In realtà però, rispetto a qualsiasi scelta alimentare, risulta di fondamentale importanza conoscere ciò che si mangia, per non correre il rischio di affidarsi a una alimentazione carente di nutrienti indispensabili al corretto funzionamento del nostro organismo. Di conseguenza è sempre bene monitorare la composizione dei cibi che compongono la propria dieta rivolgendosi ad uno specialista della Nutrizione.
Per una dieta 100% vegetale o vegana, cioè che si basa esclusivamente su alimenti di origine vegetale, gli alimenti vanno consumati in modo variato e meglio se in forma integrale o semintegrale: parliamo di cereali, legumi, sia in forma di seme che di farine da loro derivate, verdura, frutta, frutta secca, semi oleaginosi, alghe e funghi.
Naturalmente in questo tipo di alimentazione sono esclusi tutti i cibi di origine animale e i loro derivati, ovvero tutte le carni, compresi gli insaccati, il pesce e i molluschi, il latte e i latticini, le uova e il miele.

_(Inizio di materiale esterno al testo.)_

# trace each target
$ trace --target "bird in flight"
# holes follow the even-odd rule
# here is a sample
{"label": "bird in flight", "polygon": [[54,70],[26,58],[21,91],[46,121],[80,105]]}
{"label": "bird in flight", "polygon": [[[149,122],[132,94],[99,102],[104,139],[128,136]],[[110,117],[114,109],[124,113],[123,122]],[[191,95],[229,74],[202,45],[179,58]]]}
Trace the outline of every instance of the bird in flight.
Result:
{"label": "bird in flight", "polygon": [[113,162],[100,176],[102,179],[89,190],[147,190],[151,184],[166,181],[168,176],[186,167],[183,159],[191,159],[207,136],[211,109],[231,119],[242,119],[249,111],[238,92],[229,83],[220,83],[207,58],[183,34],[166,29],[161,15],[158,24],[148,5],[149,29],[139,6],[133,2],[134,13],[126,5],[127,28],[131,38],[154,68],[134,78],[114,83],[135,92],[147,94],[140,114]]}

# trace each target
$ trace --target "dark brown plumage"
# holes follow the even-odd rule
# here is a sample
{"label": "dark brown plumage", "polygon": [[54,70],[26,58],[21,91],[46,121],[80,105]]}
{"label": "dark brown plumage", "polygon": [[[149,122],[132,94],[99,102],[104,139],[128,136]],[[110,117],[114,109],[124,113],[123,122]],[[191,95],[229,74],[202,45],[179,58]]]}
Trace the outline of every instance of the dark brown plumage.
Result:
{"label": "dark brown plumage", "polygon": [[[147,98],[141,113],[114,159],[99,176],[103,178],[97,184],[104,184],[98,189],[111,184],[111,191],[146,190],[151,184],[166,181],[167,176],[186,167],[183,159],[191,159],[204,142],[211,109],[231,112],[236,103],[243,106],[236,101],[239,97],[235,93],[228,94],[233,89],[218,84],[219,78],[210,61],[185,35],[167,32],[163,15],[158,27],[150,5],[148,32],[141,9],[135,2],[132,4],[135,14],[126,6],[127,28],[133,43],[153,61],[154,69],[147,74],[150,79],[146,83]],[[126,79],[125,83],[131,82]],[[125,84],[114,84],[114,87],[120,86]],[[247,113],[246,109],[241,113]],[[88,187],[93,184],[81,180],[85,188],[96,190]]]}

L’esclusione di tutti i tipi di alimenti di origine animale e l’esclusivo consumo di cibi vegetali dalle intrinseche proprietà protettive riduce il rischio di sviluppare carenza di ferro e di calcio e riduce anche il rischio di tutte le patologie correlate all’eccesso di cibi animali e alla carenza di cibi vegetali come le malattie cardiovascolari, l’iperuricemia, l’ ipertensione, l’ obesità, il diabete e alcune patologie tumorali.